An editorial board discusses fMRI analysis and “false-positive psychology”
Update 1/3/2012: I have seen a few incoming links describing the Psych Science email discussion as “leaked” or “made public.” For the record, the discussion was forwarded to me from someone who got it from a professional listserv, so it was already out in the open and circulating before I posted it here. Considering that it was carefully redacted and compiled for circulation by the incoming editor-in-chief, I don’t think “leaked” is a correct term at all (and “made public” happened before I got it).
I recently got my hands on an email discussion among the Psychological Science editorial board. The discussion is about whether or how to implement recommendations by Poldrack et al. (2008) and Simmons, Nelson, and Simonsohn (2011) for research methods and reporting. The discussion is well worth reading and appears to be in circulation already, so I am posting it here for a wider audience. (All names except the senior editor, John Jonides, and Eric Eich who compiled the discussion, were redacted by Eich; commenters are instead numbered.)
The Poldrack paper proposes guidelines for reporting fMRI experiments. The Simmons paper is the much-discussed “false-positive psychology” paper that was itself published in Psych Science. The argument in the latter is that slippery research and reporting practices can produce “researcher degrees of freedom” that inflate Type I error. To reduce these errors, they make 6 recommendations for researchers and 4 recommendations for journals to reduce these problems.
There are a lot of interesting things to come out of the discussion. Regarding the Poldrack paper, the discussion apparently got started when a student of Jonides analyzed the same fMRI dataset under several different defensible methods and assumptions and got totally different results. I can believe that — not because I have extensive experience with fMRI analysis (or any hands-on experience at all), but because that’s true with any statistical analysis where there is not strong and widespread consensus on how to do things. (See covariate adjustment versus difference scores.)
The other thing about the Poldrack discussion that caught my attention was commenter #8, who asked that more attention be given to selection and determination of ROIs. S/he wrote:
We, as psychologists, are not primarily interested in exploring the brain. Rather, we want to harness fMRI to reach a better understanding of psychological process. Thus, the choice of the various ROIs should be derived from psychological models (or at least from models that are closely related to psychological mechanisms). Such a justification might be an important editorial criterion for fMRI studies submitted to a psychological journal. Such a psychological model might also include ROIs where NO activity is expected, control regions, so to speak.
A.k.a. convergent and discriminant validity. (Once again, the psychometricians were there first.) A lot of research that is billed (in the press or in the scientific reports themselves) as reaching new conclusions about the human mind is really, when you look closely, using established psychological theories and methods as a framework to explore the brain. Which is a fine thing to do, and in fact is a necessary precursor to research that goes the other way, but shouldn’t be misrepresented.

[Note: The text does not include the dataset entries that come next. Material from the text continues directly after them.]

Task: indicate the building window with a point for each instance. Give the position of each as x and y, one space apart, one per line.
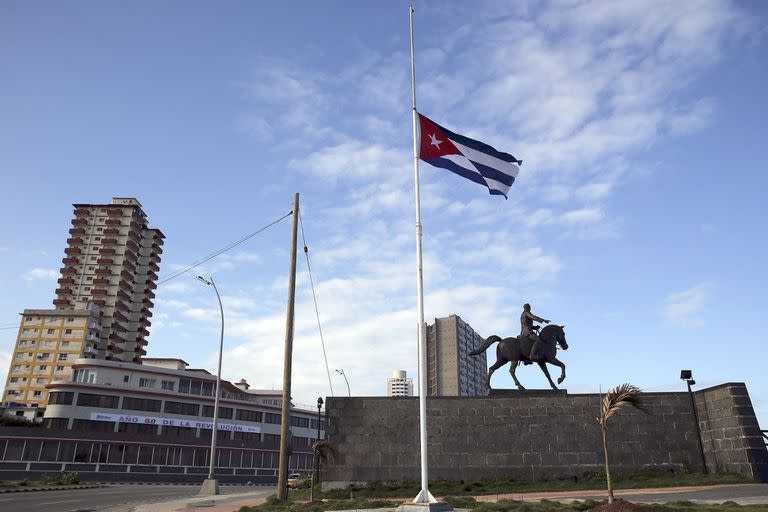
140 404
103 401
147 383
183 408
245 415
84 375
61 397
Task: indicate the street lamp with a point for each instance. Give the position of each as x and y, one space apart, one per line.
211 485
345 380
687 376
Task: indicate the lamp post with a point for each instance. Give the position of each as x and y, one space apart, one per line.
687 376
317 453
345 380
211 485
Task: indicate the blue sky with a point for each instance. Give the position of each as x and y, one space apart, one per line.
636 219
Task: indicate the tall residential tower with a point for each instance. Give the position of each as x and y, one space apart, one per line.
451 371
102 305
112 259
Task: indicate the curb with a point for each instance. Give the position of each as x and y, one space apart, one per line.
63 488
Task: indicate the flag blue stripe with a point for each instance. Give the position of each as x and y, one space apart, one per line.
494 174
455 168
477 145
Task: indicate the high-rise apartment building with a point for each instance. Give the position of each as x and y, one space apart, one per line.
451 371
399 384
102 305
112 259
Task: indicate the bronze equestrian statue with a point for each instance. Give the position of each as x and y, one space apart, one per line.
517 350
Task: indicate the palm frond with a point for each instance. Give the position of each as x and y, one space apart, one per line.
325 450
619 397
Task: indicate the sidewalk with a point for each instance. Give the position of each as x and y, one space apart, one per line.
222 503
745 493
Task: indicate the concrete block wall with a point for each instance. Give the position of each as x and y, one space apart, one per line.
535 435
731 435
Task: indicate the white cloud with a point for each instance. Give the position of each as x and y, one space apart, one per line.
39 274
688 307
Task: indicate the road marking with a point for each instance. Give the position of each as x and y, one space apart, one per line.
57 502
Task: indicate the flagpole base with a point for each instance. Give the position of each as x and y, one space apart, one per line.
424 498
425 507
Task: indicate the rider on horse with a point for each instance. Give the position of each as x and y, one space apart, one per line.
527 330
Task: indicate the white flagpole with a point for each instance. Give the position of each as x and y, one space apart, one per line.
424 495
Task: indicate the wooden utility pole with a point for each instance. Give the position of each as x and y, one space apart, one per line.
285 423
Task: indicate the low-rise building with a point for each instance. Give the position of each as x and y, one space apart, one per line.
399 384
48 343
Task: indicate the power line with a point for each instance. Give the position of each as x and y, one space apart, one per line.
176 274
314 298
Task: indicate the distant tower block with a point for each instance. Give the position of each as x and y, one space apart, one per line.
451 371
399 384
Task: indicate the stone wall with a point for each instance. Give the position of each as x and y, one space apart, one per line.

Turning to the Simmons et al. piece, there was a lot of consensus that it had some good ideas but went too far, which is similar to what I thought when I first read the paper. Some of the Simmons recommendations were so obviously important that I wondered why they needed to be made at all, because doesn’t everybody know them already? (E.g., running analyses while you collect data and using p-values as a stopping rule for sample size — a definite no-no.) The fact that Simmons et al. thought this needed to be said makes me worried about the rigor of the average research paper. Other of their recommendations seemed rather rigid and targeted toward a pretty small subset of research designs. The n>20 rule and the “report all your measures” rule might make sense for small-and-fast randomized experiments of the type the authors probably mostly do themselves, but may not work for everything (case studies, intensive repeated-measures studies, large multivariate surveys and longitudinal studies, etc.).
Commenter #8 (again) had something interesting to say about a priori predictions:
It is always the educated reader who needs to be persuaded using convincing methodology. Therefore, I am not interested in the autobiography of the researcher. That is, I do not care whether s/he has actually held the tested hypothesis before learning about the outcomes…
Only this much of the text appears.